Is Yahweh a Boy?: The Concept of the J Text Deity in Genesis

"If we remove our unfounded assumption of a ruler god in charge, somehow letting all this happen for some inexplicable (“mysterious”) purpose, we can see that the J version is a story of inexperience and failure. If we do some “form criticism” and compare Creation–Fall with fables we know, we recognize a genre: the Sorcerer’s Apprentice.

The sorcerer’s apprentice tries his hand. His creation, the man and the woman, more mature than he is, instantly conspire–he can’t control them, all his plans fall apart. Their children are the first murderer and the first victim. In a significant sexual twist, the Canaanite gods, older than Yahweh and highly sexual, notice his human women, come over and copulate with them, so that they give birth to a race of giants. Pretty soon the whole world has gone bad and the sorcerer’s apprentice is dearly sorry that he ever created it. He resolves to wipe it out and be done. The boy god, sadder but wiser, destroys his creation with a flood and starts over again.

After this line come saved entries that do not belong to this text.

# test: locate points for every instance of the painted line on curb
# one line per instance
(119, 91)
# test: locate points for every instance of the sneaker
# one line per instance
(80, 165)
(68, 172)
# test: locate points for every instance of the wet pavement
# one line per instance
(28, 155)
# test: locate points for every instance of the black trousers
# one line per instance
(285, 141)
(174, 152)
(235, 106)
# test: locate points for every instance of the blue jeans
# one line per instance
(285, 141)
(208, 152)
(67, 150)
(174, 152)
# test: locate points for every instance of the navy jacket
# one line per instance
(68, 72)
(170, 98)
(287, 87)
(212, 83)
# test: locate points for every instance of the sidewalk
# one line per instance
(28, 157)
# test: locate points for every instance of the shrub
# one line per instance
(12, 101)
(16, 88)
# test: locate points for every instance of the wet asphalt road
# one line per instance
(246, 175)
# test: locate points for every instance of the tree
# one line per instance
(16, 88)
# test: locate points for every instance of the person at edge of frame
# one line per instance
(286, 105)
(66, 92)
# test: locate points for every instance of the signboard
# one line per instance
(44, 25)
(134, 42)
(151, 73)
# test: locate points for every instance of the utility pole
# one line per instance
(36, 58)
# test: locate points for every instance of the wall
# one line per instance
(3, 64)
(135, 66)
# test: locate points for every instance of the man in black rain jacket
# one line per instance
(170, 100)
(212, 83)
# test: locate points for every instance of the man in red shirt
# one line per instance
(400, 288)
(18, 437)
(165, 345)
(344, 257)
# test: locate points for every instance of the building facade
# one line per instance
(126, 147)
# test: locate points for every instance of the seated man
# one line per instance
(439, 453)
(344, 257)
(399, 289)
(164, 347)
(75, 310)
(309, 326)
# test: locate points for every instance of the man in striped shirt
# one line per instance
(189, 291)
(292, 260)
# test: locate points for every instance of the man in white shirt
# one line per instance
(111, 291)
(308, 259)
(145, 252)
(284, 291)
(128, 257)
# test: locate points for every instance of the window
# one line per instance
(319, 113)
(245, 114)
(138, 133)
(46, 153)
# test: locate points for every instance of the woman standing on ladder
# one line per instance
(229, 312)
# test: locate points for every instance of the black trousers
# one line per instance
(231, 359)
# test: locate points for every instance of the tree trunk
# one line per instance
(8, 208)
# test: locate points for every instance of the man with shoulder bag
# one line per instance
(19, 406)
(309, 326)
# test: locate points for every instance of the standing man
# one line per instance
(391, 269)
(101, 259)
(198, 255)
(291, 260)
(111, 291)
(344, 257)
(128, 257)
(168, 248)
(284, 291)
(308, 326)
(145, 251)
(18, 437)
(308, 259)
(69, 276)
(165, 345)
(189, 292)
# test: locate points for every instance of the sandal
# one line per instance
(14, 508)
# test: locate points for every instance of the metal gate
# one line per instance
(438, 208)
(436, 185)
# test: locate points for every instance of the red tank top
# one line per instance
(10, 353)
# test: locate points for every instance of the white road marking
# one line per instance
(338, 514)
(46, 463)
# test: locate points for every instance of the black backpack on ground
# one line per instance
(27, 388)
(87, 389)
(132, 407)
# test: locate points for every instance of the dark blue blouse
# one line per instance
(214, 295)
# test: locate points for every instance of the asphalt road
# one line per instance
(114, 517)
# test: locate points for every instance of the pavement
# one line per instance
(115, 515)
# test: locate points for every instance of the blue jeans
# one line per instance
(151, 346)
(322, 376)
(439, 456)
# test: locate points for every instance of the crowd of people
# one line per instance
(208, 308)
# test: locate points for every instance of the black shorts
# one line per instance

Scholars speak of Creation–Fall as “etiological myth,” explaining why we have to labor for our bread, why women give birth in pain. We call it a “theodicy,” a justification of God’s justice. That’s anachronistic. The late Bronze Age and Iron Age storytellers chanted hundreds of years before anyone associated gods (of all people! and I say that deliberately) with anything like the modern concept of “justice.” (In both the West and Asia, it seems no older than the 500s B.C.E.) The only question evident in the text is, “Why is everything awful?” Not “Why is Yahweh just?” A large part of J’s answer is that the landless, homeless, pre-camel “ass nomads” whose plight this Sorcerer’s Apprentice tale originally spoke to, were the children of a lesser god."

MUCH more on the website

But what is more perfect then watching a being evolve to it’s full mental and physical ability to strive to be more like you
Just have the basics laid out and let them do the rest thus allowing them to understand things better

Example: I know you all know someone how just repeats what others say just to sound smart but the real challenge is to be taught one thing and be able to apply it to other things or to manipulate it into your own ideas

Gods just waiting for us to get there on are own. We have a puzzle before us we just need to fill in the blanks. How can you appreciate anything if you don’t have to work for it?